Combattere lo spreco è un obiettivo essenziale per garantire l’accesso al cibo per tutti. 800 milioni di persone vivono nell’emergenza alimentare e 3 miliardi di esseri umani non riescono ad avere accesso ad una dieta sana. Dobbiamo contrastare in ogni modo questa cultura dello scarto trattando il cibo alla stregua di un bene essenziale come l’aria e l’acqua, non come prodotto “usa e getta”. Quasi il 30% del cibo prodotto ogni giorno (dati FAO) viene sprecato, che tradotto in termini di gas serra vuole dire l’8% delle emissioni totali (il quadruplo degli aerei!). Un tema, quindi, che non è solo etico, ma che ha un immenso valore sociale soprattutto per le generazioni future. Occorre trasferire ai nostri figli la consapevolezza che la buona alimentazione è salute per tutti, è benessere per tutti, è anche giustezza di quantità e privilegio di qualità.
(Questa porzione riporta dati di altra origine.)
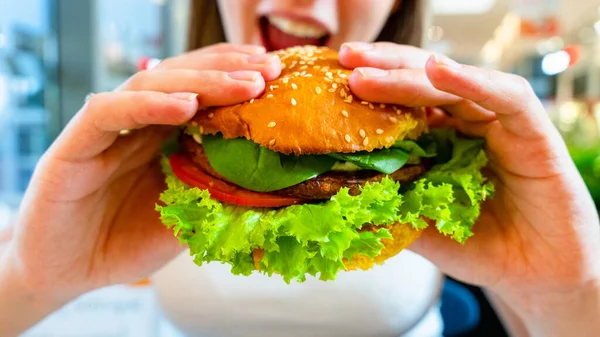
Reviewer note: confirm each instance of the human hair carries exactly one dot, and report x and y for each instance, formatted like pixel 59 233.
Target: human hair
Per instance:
pixel 405 24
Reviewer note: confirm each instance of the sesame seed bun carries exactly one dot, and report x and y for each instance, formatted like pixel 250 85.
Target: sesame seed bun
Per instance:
pixel 310 109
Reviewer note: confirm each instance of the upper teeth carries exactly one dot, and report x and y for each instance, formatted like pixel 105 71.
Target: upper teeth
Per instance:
pixel 300 29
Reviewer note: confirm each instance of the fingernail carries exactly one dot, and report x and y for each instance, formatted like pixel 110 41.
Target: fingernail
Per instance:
pixel 184 96
pixel 244 75
pixel 249 48
pixel 358 46
pixel 372 72
pixel 261 58
pixel 445 61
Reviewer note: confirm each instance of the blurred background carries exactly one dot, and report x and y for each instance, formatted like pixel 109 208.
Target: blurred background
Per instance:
pixel 54 52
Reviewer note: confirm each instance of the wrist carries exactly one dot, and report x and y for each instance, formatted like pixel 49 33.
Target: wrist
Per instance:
pixel 559 313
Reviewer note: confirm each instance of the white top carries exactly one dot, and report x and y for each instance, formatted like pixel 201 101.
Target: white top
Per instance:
pixel 398 298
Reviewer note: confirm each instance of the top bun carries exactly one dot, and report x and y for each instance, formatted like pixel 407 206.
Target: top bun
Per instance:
pixel 310 109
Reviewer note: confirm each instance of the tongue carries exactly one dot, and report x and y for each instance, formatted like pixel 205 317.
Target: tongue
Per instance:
pixel 277 39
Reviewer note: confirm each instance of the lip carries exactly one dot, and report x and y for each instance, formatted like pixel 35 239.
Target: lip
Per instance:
pixel 263 21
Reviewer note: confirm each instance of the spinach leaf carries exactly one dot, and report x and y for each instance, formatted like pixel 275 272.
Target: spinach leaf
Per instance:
pixel 257 168
pixel 386 161
pixel 425 147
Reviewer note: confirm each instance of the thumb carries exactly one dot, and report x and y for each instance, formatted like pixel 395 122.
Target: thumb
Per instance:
pixel 477 261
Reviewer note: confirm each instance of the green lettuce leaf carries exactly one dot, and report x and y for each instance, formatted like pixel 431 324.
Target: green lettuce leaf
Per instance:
pixel 314 239
pixel 257 168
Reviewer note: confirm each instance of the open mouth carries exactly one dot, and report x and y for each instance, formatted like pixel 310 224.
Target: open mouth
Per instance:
pixel 279 32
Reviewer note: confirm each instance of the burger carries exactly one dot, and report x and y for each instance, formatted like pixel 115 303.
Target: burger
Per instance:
pixel 308 180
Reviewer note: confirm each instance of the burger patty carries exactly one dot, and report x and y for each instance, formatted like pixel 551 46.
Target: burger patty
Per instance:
pixel 322 187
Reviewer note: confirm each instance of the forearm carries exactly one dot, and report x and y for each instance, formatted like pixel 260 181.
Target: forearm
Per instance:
pixel 575 313
pixel 20 308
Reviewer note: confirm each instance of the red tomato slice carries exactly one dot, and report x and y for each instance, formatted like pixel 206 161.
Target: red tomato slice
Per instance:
pixel 194 176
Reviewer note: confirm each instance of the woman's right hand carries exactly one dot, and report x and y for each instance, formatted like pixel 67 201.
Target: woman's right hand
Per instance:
pixel 88 218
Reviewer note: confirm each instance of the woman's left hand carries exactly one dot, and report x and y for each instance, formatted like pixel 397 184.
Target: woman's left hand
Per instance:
pixel 537 243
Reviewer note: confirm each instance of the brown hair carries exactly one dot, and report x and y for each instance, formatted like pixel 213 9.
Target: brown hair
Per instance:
pixel 404 26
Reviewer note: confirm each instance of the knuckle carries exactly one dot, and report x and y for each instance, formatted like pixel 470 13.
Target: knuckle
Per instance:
pixel 96 102
pixel 523 84
pixel 136 82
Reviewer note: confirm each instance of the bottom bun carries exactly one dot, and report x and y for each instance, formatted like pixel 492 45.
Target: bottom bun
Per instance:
pixel 402 236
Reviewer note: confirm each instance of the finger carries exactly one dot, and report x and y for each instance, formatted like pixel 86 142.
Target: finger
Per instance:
pixel 468 111
pixel 464 261
pixel 212 49
pixel 509 96
pixel 228 48
pixel 268 65
pixel 242 83
pixel 99 122
pixel 6 235
pixel 408 87
pixel 383 55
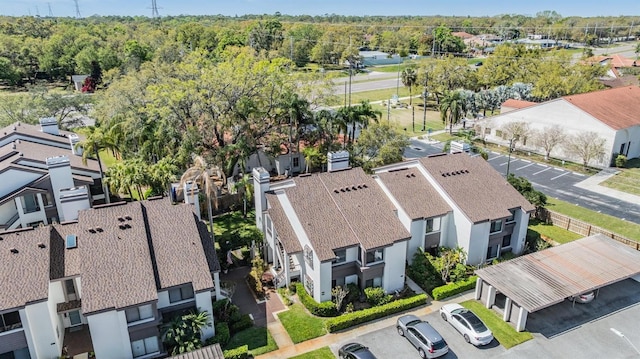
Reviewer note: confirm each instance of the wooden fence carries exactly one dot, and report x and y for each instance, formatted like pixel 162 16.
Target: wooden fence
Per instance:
pixel 582 228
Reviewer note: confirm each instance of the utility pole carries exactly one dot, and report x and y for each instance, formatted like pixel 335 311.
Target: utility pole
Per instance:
pixel 424 97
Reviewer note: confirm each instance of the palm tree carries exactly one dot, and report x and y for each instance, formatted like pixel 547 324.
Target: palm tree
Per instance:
pixel 452 108
pixel 409 79
pixel 199 173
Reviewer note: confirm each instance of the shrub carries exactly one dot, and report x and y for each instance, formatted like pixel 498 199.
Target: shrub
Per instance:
pixel 376 296
pixel 222 335
pixel 362 316
pixel 242 323
pixel 324 309
pixel 450 289
pixel 237 353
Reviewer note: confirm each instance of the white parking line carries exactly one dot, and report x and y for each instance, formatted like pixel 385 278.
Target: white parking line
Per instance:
pixel 564 174
pixel 546 169
pixel 530 164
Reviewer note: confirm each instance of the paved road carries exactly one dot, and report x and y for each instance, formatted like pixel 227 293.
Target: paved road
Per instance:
pixel 552 181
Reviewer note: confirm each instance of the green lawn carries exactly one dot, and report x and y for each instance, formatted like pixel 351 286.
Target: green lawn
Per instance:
pixel 627 180
pixel 552 232
pixel 322 353
pixel 624 228
pixel 258 339
pixel 502 331
pixel 301 325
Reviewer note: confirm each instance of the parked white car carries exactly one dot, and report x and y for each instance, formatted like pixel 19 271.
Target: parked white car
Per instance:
pixel 467 323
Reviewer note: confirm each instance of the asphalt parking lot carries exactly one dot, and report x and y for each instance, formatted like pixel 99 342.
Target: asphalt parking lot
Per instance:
pixel 560 331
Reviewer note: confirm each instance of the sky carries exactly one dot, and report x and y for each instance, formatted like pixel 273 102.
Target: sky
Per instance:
pixel 584 8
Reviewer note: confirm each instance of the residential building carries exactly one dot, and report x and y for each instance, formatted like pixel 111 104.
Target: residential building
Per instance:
pixel 612 114
pixel 40 169
pixel 113 276
pixel 345 226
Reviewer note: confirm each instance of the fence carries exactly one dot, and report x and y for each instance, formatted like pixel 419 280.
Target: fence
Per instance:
pixel 582 228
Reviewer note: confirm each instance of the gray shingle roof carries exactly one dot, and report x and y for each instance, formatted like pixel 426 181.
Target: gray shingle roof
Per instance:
pixel 24 275
pixel 414 193
pixel 344 208
pixel 285 231
pixel 477 189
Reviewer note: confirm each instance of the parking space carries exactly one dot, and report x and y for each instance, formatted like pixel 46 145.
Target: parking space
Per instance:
pixel 386 343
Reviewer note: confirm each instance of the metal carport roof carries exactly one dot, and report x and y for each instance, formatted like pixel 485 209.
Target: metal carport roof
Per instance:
pixel 539 280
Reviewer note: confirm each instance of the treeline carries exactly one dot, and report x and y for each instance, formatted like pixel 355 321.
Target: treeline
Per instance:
pixel 55 48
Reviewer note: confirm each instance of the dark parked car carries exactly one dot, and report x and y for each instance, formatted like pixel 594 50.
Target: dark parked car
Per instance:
pixel 355 351
pixel 423 336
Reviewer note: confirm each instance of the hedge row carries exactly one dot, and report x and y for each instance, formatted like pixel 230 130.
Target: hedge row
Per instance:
pixel 362 316
pixel 324 309
pixel 237 353
pixel 450 289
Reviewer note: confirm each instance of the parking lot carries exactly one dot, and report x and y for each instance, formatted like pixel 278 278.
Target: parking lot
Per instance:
pixel 560 331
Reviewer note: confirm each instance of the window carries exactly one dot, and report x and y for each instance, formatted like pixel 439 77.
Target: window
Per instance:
pixel 180 294
pixel 375 255
pixel 373 282
pixel 496 226
pixel 308 255
pixel 145 346
pixel 10 321
pixel 506 241
pixel 308 283
pixel 139 313
pixel 433 225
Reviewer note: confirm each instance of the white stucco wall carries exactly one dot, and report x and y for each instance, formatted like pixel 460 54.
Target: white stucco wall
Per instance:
pixel 110 335
pixel 556 112
pixel 40 330
pixel 203 303
pixel 394 266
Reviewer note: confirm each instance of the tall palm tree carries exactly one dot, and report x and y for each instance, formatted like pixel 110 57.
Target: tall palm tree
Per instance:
pixel 199 173
pixel 452 108
pixel 409 79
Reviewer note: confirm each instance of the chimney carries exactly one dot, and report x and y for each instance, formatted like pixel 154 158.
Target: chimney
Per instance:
pixel 61 178
pixel 73 140
pixel 191 192
pixel 49 125
pixel 72 201
pixel 337 161
pixel 260 186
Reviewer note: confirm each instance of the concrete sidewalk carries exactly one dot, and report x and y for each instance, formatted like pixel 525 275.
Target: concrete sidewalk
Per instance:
pixel 289 350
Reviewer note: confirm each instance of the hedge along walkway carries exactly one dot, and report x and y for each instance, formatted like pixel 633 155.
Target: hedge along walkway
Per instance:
pixel 348 334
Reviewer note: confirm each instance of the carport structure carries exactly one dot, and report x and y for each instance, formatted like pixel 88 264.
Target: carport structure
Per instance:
pixel 542 279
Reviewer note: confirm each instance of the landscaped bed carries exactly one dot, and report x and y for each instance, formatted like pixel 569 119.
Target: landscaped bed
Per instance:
pixel 502 331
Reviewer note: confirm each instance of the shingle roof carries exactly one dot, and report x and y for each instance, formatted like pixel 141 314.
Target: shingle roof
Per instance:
pixel 618 108
pixel 414 193
pixel 285 231
pixel 117 271
pixel 177 240
pixel 479 191
pixel 24 275
pixel 344 208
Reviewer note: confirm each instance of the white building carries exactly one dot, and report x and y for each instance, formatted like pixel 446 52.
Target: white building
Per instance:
pixel 110 278
pixel 39 169
pixel 614 114
pixel 345 226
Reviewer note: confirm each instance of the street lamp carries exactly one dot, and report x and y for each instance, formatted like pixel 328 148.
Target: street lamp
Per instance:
pixel 510 150
pixel 619 333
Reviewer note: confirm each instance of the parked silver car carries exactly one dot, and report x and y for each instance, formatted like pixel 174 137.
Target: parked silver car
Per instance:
pixel 423 336
pixel 467 323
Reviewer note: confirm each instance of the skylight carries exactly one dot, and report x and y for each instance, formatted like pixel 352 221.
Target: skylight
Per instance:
pixel 72 241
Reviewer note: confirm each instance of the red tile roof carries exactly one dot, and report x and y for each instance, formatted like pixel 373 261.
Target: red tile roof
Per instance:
pixel 618 108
L’Italia ha una cultura e una varietà alimentare che non ha pari al mondo. Come tutelare il “Made in” e far sì che in futuro non si perdano le tradizioni alimentari regionali, vera e propria ricchezza, soprattutto per le future generazioni?
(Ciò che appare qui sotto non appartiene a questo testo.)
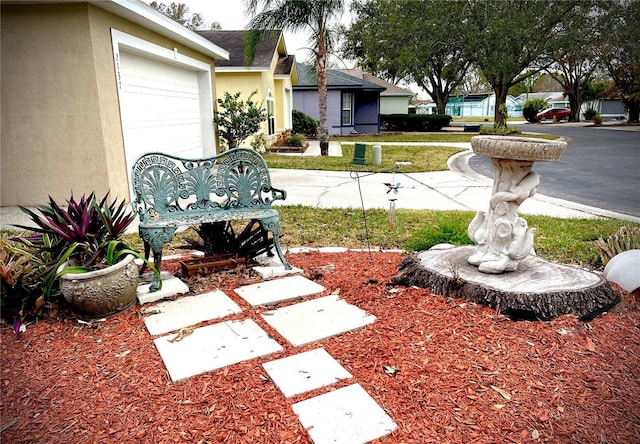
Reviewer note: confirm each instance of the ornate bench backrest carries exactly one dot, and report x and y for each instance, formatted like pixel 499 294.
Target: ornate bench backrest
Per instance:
pixel 168 186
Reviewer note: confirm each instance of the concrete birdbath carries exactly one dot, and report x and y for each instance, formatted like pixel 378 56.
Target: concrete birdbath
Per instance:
pixel 503 238
pixel 501 270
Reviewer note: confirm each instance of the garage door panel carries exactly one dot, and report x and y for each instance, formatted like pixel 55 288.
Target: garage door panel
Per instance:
pixel 161 108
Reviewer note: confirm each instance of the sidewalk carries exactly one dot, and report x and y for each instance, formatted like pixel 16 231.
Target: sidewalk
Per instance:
pixel 460 188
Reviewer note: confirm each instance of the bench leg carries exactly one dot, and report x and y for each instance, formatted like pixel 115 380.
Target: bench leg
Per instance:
pixel 272 224
pixel 154 239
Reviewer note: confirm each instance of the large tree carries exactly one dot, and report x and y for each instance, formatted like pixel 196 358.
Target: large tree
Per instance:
pixel 313 16
pixel 513 40
pixel 621 53
pixel 420 41
pixel 575 59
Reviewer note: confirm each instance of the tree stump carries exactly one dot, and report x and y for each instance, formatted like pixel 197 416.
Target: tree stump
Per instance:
pixel 538 289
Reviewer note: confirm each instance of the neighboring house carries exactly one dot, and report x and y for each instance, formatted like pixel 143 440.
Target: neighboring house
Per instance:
pixel 353 104
pixel 479 105
pixel 393 100
pixel 272 72
pixel 607 108
pixel 424 107
pixel 88 86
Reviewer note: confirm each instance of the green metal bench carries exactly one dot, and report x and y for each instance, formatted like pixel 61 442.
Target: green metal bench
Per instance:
pixel 171 192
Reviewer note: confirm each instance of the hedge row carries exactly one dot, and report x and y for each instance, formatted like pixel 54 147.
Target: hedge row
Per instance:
pixel 413 122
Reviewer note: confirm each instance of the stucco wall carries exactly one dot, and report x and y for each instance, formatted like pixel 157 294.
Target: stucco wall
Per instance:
pixel 51 140
pixel 61 127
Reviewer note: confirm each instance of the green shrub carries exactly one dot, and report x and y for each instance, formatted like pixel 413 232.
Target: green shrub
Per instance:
pixel 450 228
pixel 259 142
pixel 304 124
pixel 626 238
pixel 296 140
pixel 286 138
pixel 414 122
pixel 532 107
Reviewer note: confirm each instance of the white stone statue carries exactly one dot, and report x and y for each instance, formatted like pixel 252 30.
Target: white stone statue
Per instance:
pixel 503 238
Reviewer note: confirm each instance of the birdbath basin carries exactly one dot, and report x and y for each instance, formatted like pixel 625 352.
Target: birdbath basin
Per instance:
pixel 503 238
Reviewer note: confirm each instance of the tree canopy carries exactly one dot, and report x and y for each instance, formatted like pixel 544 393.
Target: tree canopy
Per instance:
pixel 398 39
pixel 621 53
pixel 180 13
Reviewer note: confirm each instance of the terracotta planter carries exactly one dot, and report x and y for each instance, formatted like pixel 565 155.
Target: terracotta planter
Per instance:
pixel 102 292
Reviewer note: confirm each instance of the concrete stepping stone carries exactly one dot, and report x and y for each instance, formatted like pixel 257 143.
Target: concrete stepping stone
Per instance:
pixel 188 310
pixel 171 286
pixel 214 346
pixel 278 290
pixel 317 319
pixel 305 372
pixel 271 267
pixel 347 415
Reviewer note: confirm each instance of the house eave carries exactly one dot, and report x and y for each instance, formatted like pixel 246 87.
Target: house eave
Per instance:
pixel 241 69
pixel 142 14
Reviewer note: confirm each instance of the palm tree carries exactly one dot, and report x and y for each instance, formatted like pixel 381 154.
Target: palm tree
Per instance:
pixel 295 16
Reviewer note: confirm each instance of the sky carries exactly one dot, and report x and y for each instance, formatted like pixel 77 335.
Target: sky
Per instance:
pixel 231 16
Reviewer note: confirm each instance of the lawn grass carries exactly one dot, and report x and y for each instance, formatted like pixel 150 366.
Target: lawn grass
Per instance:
pixel 422 158
pixel 569 241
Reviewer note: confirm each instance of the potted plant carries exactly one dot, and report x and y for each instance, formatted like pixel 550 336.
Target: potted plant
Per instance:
pixel 91 266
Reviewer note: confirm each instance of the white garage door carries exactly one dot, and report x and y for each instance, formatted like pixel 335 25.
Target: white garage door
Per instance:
pixel 161 108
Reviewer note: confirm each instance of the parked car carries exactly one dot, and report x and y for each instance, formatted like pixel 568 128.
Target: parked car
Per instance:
pixel 550 113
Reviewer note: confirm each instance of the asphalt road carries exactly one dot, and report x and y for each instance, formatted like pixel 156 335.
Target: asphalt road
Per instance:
pixel 600 167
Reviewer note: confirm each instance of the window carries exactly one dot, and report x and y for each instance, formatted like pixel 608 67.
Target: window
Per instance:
pixel 347 98
pixel 271 118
Questa è una domanda che mi tocca molto da vicino. In essa è racchiuso il senso del lavoro fatto negli ultimi due anni, in Umbria, con l’Associazione regionale attraverso il progetto “Transameria” di cui mi sono fatto promotore con l’obiettivo di rendere il viaggio scoperta dei luoghi della nostra regione attraverso il cibo e la sua cultura gastronomica. Il mangiare bene che diventa accoglienza turistica, esperienza, identità, cultura e conoscenza. Un percorso che parte dal cibo per arrivare al cibo inteso come parte migliore di ogni luogo, che consente di conoscerlo e renderlo unico con la sua territorialità, le sue stagioni, i suoi ritmi, i suoi attori naturali (i produttori locali, i vignaioli, i ristoratori ecc..). Ed ecco allora che torniamo alla sua prima domanda chiudendo un cerchio che dà senso non solo a questa piacevole chiacchierata, perché solo attraverso la conoscenza ed il tramandare le tradizioni potremo tutelare il valore del nostro Paese, la sua storia e la sua infinita cultura. Ovviamente in maniera “slow”.

Convegno Slow Food Italia

Federico Varazi: Nasce ad Amelia, ma vive ad Orvieto, ormai da più di dieci anni, con la sua compagna Stefania, suo figlio Amos ed il suo cane Stella. Da sempre guarda il mondo con gli occhi e la curiosità di un geologo: dopo la laurea in geologia si è occupato e si occupa di divulgazione scientifica ed ha un costante bisogno di sapere per raccontare e per condividere il piacere della conoscenza. Quando ha iniziato a vivere ad Orvieto ha cominciato ad occuparsi di vino, in una delle città italiane più vocate, dove il nettare degli dèi parla di Etruschi e antichi vulcani. Poco dopo è entrato a far parte del Comitato Esecutivo Regionale di Slow Food Umbria dove si è occupato di comunicazione e più recentemente del progetto “Transameria”, primo esempio di turismo di comunità nella regione Umbria, sul modello dello Slow Food Travel. Oggi è Vicepresidente di Slow Food Italia e ne è molto orgoglioso. Viaggia spesso tra la sede storica di Bra e altri luoghi del bel Paese sapendo che, come lui stesso afferma,
“se della terra che calpestiamo ogni giorno rimangono ancora tanti segreti, allora, per assaporarli, conviene farlo attraverso le emozioni che solo un buon vino può dare”.